Daniel Tiffany Interview About Kitsch (Part II)

by on Aug.24, 2010

This is the second part of my interview with Daniel Tiffany. Read the first part here.

Daniel Tiffany:
“Let me review the basic parameters of kitsch as a submerged economy of aesthetic provocation: Kitsch is a term associated in most people’s minds with certain kinds of artifacts, furnishings, or visual images characteristic of mass culture, often considered to be derivative, mawkish, or in bad taste. Debates about popular culture and aesthetic theory sometimes invoke the concept of kitsch, yet even the most astute contemporary observers usually overlook a central feature of the inaugural theorizations of kitsch: poetry is identified in the foundational essays on the subject as a primary exemplum and genealogical source of kitsch. Robert Musil, for example, in his essay of 1923, “Schwarze Magie” (Black Magic), responds to the question “what is Kitsch?” by anatomizing the work of “poet X,” who is at once a “popular hack” and a “bad expressionist.” In a more influential essay of 1933, Hermann Broch develops his theory of kitsch as a “Luciferian” phenomenon (fallen from the heights of Romanticism) in reference to the poetry of Novalis, Stefan George, and Mallarmé. Even more prominently (in an American context), Clement Greenberg’s essay of 1939, “Avant-Garde and Kitsch,” initiates its polemical formulation of kitsch (heavily dependent on Broch’s ideas) by drawing a contrast between the modernist poetry of T.S. Eliot and the songs of Tin Pan Alley. (Greenberg, like Broch, points to Romantic poetry–Keats, in this case–as a progenitor of modern kitsch.) What’s striking as well about Greenberg’s polemic is that he places poetry at the junction of his notorious opposition of avant-garde and kitsch.
“The significance of poetry in modernist formulations of kitsch has been ignored by later generations of kitsch theorists: Svetlana Boym, Danilo Kis, Susan Sontag, and Celeste Olalquiaga make no mention of poetry in their studies of kitsch (though Matei Calinescu does, to his credit, consider briefly the properties of poetic kitsch). This ongoing critical lapse concerning poetry’s relevance to kitsch makes it difficult to answer certain kinds of questions: what are the properties of poetic kitsch and, just as important, the nature of its reception?
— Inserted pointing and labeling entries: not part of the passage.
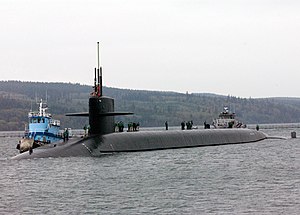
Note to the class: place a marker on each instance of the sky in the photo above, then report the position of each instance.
(242, 48)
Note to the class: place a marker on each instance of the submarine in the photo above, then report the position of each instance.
(103, 139)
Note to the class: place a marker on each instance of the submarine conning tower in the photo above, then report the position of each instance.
(101, 108)
(99, 122)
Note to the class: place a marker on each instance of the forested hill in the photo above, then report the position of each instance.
(151, 108)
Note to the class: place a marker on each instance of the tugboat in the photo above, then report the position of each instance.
(42, 129)
(227, 120)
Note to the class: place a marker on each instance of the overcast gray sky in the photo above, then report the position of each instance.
(244, 48)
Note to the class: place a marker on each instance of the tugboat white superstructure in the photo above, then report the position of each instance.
(42, 129)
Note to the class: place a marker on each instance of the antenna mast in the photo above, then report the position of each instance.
(99, 69)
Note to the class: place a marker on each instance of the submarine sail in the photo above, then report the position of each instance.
(102, 138)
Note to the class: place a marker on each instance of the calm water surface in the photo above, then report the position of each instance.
(254, 178)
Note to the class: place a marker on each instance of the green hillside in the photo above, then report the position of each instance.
(151, 108)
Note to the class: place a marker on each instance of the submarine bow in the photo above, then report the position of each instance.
(102, 138)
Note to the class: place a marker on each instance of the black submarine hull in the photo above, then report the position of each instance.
(98, 145)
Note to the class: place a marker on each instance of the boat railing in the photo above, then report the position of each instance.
(55, 122)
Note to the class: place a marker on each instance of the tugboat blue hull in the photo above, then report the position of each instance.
(144, 141)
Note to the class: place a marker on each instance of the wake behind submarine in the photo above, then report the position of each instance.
(103, 139)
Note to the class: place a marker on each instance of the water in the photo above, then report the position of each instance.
(254, 178)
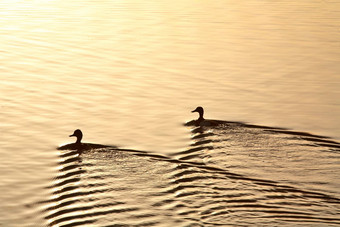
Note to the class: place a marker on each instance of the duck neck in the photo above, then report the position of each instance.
(79, 139)
(201, 118)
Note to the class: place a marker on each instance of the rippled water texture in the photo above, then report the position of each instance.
(128, 73)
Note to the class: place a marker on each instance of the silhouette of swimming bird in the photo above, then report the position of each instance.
(201, 121)
(78, 145)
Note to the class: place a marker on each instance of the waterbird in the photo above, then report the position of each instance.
(78, 145)
(201, 121)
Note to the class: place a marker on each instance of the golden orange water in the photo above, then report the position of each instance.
(128, 73)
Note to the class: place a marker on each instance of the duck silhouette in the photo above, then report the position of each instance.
(201, 121)
(78, 145)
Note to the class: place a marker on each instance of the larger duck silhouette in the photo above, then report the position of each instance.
(201, 121)
(78, 145)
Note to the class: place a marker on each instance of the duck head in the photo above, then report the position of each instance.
(200, 111)
(77, 133)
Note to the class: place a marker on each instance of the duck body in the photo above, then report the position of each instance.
(78, 145)
(201, 121)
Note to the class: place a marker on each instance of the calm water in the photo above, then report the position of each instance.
(128, 73)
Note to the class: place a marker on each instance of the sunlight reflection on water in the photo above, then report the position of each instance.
(128, 73)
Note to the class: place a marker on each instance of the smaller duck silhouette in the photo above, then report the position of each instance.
(78, 145)
(201, 121)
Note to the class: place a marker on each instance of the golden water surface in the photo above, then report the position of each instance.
(128, 74)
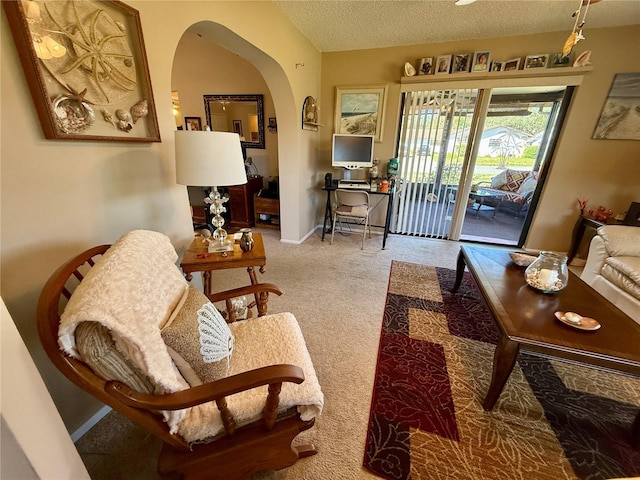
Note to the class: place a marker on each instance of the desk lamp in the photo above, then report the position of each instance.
(211, 159)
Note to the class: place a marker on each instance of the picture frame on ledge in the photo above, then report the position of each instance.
(513, 64)
(481, 61)
(426, 66)
(360, 110)
(461, 63)
(86, 68)
(536, 61)
(193, 123)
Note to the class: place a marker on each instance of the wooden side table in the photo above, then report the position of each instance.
(197, 259)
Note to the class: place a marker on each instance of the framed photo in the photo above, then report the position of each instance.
(481, 61)
(86, 68)
(443, 65)
(237, 127)
(618, 115)
(513, 64)
(558, 60)
(360, 110)
(536, 61)
(461, 63)
(426, 66)
(193, 123)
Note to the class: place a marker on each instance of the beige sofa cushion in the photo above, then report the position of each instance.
(623, 272)
(621, 240)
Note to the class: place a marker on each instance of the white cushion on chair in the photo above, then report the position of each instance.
(260, 342)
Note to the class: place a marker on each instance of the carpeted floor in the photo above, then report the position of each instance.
(552, 421)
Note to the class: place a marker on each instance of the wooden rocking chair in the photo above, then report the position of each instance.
(263, 445)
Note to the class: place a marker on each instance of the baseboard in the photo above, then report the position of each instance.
(88, 425)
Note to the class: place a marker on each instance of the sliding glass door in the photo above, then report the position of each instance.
(471, 159)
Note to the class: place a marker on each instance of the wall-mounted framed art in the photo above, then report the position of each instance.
(193, 123)
(360, 110)
(481, 61)
(86, 67)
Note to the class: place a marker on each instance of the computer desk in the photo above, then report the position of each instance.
(328, 217)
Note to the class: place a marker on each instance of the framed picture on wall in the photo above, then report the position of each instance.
(193, 123)
(86, 68)
(360, 110)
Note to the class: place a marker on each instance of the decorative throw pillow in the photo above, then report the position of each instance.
(200, 335)
(97, 349)
(529, 185)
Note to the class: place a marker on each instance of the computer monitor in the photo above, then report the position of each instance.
(352, 151)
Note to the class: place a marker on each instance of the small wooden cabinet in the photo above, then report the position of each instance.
(241, 202)
(270, 209)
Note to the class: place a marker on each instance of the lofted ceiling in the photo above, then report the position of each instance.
(339, 25)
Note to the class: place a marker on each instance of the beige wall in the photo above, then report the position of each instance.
(605, 171)
(60, 197)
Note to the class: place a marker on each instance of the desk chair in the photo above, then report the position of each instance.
(352, 205)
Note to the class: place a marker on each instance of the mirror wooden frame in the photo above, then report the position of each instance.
(258, 99)
(73, 97)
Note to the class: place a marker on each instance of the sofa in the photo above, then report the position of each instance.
(613, 267)
(515, 187)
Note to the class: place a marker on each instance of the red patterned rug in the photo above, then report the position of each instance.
(552, 421)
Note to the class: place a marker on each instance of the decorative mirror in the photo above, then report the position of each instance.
(242, 114)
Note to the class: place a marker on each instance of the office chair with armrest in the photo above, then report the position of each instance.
(352, 205)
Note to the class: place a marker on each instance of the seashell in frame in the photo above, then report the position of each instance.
(139, 110)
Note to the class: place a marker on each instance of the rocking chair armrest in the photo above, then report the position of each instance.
(246, 290)
(272, 374)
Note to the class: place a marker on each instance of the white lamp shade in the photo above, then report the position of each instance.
(207, 159)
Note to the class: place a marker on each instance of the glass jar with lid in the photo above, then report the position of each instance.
(548, 273)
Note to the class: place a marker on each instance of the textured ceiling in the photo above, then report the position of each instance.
(360, 24)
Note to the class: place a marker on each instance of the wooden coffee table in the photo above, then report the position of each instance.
(525, 319)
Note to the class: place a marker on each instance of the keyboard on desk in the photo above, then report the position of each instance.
(353, 184)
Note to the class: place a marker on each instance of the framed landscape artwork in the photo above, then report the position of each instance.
(443, 65)
(86, 68)
(360, 110)
(620, 117)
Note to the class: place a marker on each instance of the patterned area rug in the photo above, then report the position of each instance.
(553, 420)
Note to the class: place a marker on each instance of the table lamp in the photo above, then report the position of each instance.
(211, 159)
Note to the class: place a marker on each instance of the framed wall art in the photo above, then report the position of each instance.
(193, 123)
(86, 67)
(360, 110)
(620, 116)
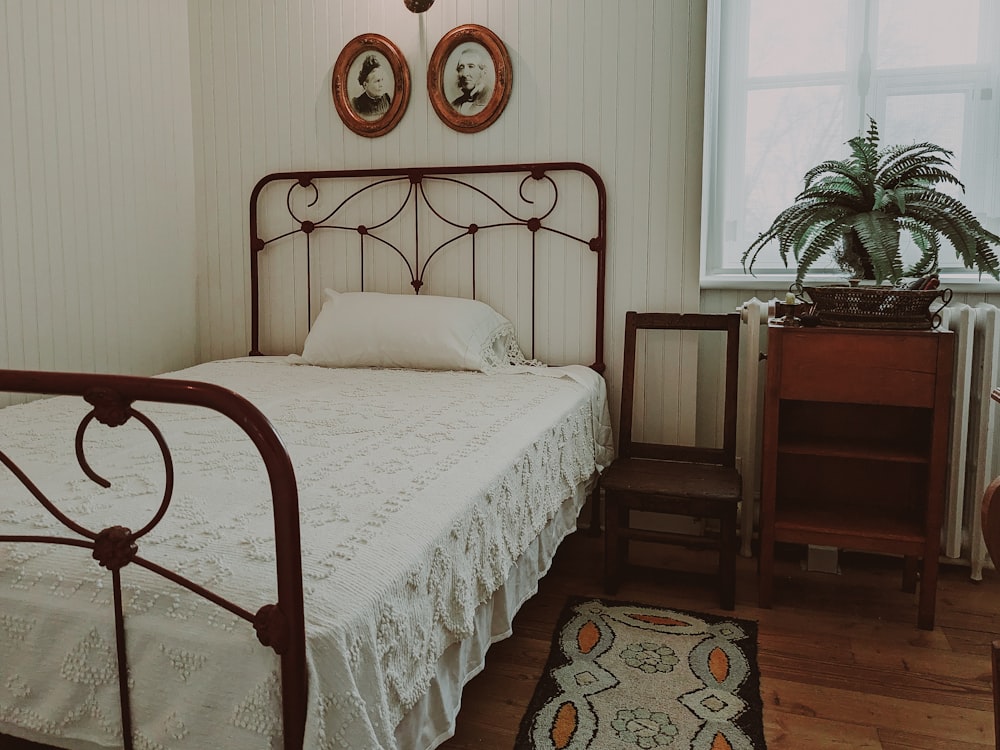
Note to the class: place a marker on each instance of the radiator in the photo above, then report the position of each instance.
(974, 453)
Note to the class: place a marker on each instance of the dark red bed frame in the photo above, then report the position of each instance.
(281, 625)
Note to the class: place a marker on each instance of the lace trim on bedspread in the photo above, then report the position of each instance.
(502, 352)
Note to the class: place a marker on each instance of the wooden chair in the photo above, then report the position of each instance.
(991, 533)
(667, 478)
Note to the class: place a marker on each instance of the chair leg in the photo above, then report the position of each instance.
(727, 557)
(595, 511)
(995, 650)
(910, 573)
(612, 543)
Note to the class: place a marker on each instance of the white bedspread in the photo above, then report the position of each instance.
(418, 491)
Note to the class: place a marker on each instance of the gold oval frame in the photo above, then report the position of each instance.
(444, 93)
(347, 62)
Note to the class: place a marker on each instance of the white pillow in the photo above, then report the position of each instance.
(369, 329)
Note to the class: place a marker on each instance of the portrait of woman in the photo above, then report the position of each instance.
(371, 85)
(375, 79)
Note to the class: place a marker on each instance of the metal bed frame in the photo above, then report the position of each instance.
(281, 625)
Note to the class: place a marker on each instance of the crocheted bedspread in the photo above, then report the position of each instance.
(418, 491)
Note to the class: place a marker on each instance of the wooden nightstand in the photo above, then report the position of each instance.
(855, 446)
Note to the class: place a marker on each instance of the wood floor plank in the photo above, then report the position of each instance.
(864, 708)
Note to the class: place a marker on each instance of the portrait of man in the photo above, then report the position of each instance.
(374, 77)
(474, 78)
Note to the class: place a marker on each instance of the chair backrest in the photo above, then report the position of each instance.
(728, 323)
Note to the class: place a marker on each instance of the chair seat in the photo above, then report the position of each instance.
(673, 479)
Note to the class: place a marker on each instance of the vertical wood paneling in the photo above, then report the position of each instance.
(96, 193)
(605, 83)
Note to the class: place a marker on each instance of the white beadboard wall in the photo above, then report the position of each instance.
(617, 85)
(97, 203)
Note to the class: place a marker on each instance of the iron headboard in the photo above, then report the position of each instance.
(411, 227)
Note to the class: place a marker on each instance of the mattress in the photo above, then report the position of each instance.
(429, 504)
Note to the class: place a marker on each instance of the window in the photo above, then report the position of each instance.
(789, 82)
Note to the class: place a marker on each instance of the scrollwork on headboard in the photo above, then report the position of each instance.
(487, 232)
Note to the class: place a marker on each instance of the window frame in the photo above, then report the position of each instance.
(979, 82)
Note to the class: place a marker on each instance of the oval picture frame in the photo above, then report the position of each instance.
(360, 86)
(469, 78)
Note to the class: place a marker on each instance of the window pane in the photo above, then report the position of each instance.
(927, 33)
(795, 37)
(935, 118)
(787, 132)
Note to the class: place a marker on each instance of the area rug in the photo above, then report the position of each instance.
(626, 675)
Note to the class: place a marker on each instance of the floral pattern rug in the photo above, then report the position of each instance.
(628, 676)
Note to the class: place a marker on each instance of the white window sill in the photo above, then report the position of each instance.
(957, 282)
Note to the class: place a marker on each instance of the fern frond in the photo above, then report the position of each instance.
(879, 234)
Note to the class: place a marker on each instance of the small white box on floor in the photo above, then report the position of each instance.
(822, 559)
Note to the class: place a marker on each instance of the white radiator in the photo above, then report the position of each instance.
(974, 458)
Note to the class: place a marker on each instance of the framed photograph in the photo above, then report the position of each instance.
(469, 78)
(371, 85)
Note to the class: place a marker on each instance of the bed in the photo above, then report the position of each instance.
(315, 545)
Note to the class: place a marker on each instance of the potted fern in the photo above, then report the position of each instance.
(855, 209)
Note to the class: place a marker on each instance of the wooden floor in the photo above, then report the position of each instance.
(842, 662)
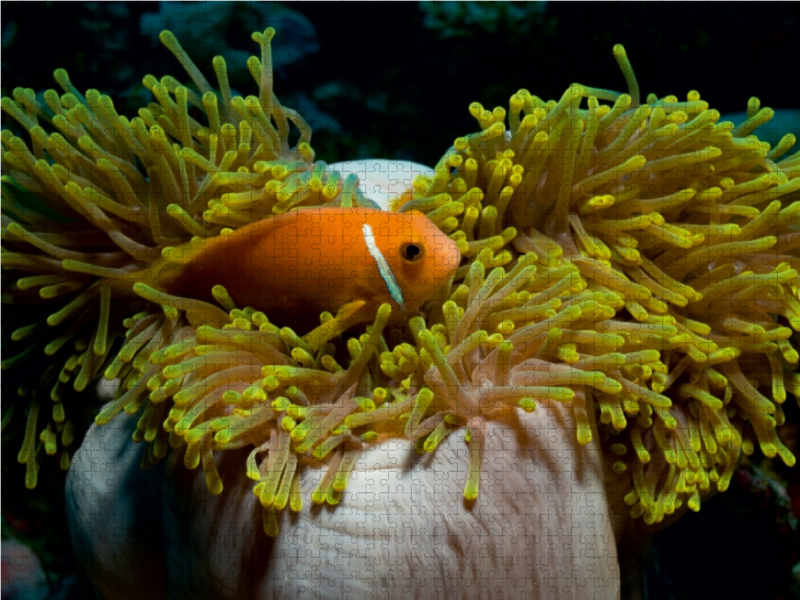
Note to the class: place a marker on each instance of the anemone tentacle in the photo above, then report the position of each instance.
(649, 280)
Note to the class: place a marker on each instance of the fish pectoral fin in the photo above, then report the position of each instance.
(345, 318)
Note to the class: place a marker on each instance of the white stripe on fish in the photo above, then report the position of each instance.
(383, 267)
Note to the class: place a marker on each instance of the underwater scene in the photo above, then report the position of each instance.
(434, 299)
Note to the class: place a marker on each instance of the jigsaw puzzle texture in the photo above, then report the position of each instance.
(464, 382)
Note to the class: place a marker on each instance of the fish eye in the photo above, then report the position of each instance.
(412, 252)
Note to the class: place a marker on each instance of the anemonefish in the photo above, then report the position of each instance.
(297, 265)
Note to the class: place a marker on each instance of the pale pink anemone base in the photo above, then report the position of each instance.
(541, 527)
(545, 524)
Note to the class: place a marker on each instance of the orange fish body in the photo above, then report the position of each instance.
(297, 265)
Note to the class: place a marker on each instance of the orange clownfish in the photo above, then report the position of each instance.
(297, 265)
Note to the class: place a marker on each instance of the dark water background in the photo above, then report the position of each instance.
(394, 81)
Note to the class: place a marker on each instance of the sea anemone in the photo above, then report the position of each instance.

What is the significance of the concept of kitsch for modern and contemporary poetics? How has the suppression of its verbal or literary qualities deferred a richer understanding of the aesthetic ideology of kitsch in general? That is to say, how will our understanding of kitsch as an aesthetic category be revised by excavating its vanished history with poetry? Questions of this sort, so rarely posed, may strike the listener as incidental, jejune, or irrelevant, to the topic.”